We can, in fact, infer references completely, by requiring assignment for mutation, similar to how we do it for numbers.

fun main()
	let my_num = 21
	my_num = my_num * 2

This looks like nothing special, but it makes mutation very clear to the user. Passing a variable to a function only gives the function a readonly reference. The function cannot change the variable. You must assign the result back to the variable. The issue is that this uses copies, because computers handle numbers very efficiently. Using copies for other data types might lead to performance that’s significantly worse than Python. The answer is to use a copy if the result goes into another variable, else use a reference if it goes into the same variable.

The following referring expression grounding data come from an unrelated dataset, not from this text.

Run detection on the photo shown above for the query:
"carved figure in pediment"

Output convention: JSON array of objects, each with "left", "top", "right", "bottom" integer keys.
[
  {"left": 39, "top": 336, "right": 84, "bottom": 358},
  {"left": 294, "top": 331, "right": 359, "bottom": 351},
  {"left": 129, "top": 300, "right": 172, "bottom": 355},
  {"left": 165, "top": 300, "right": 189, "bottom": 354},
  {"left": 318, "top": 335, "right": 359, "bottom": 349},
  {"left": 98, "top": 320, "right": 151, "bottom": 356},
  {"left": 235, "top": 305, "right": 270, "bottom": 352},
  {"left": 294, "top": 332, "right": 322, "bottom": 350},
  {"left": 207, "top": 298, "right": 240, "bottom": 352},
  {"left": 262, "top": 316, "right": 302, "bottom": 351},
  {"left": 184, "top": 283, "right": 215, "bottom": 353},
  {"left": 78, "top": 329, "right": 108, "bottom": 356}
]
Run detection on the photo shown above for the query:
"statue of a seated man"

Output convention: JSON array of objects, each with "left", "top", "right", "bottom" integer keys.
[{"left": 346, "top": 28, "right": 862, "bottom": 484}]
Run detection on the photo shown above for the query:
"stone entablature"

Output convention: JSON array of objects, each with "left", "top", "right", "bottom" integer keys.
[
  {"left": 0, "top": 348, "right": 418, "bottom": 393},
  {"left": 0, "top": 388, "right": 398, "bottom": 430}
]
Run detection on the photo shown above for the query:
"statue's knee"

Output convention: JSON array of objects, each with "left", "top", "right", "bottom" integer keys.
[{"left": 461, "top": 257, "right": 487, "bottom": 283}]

In the following example, the sort function takes in pets as an argument, but its result is assigned to a different variable, so sort receives a copy of pets, which is then moved into pets_sorted.

fun main()
	let pets = ["Lancelot", "Arthur", "Merlin"]
	let pets_sorted = list.sort(pets, string.compare)
	assert pets != pets_sorted

In the previous example, if pets wasn’t used again, then pets_sorted would have received a reference, similar to move semantics in Rust.

In the next example, sort takes in pets as an argument, and then we put the result back into pets, so sort receives a reference to pets.

fun main()
	let pets = ["Lancelot", "Arthur", "Merlin"]
	pets = list.sort(pets, string.compare)
	echo pets as "Should be Arthur, Lancelot, Merlin"

With this syntax, we can use references for high performance without really noticing it and dealing with fewer errors. Functions can no longer change arbitrary variables. Variables don’t change unless you assign to them. A function contains everything you need to understand it.

It also simplifies how we write and use functions. If all functions must return values to mutate, then all functions can be chained together, and there isn’t a second version of each function where it can mutate in place, or a third version that mutates in place and also returns a reference or copy for chaining.

The key benefit, however, is a language that is easy to learn, predictable to use, and fast.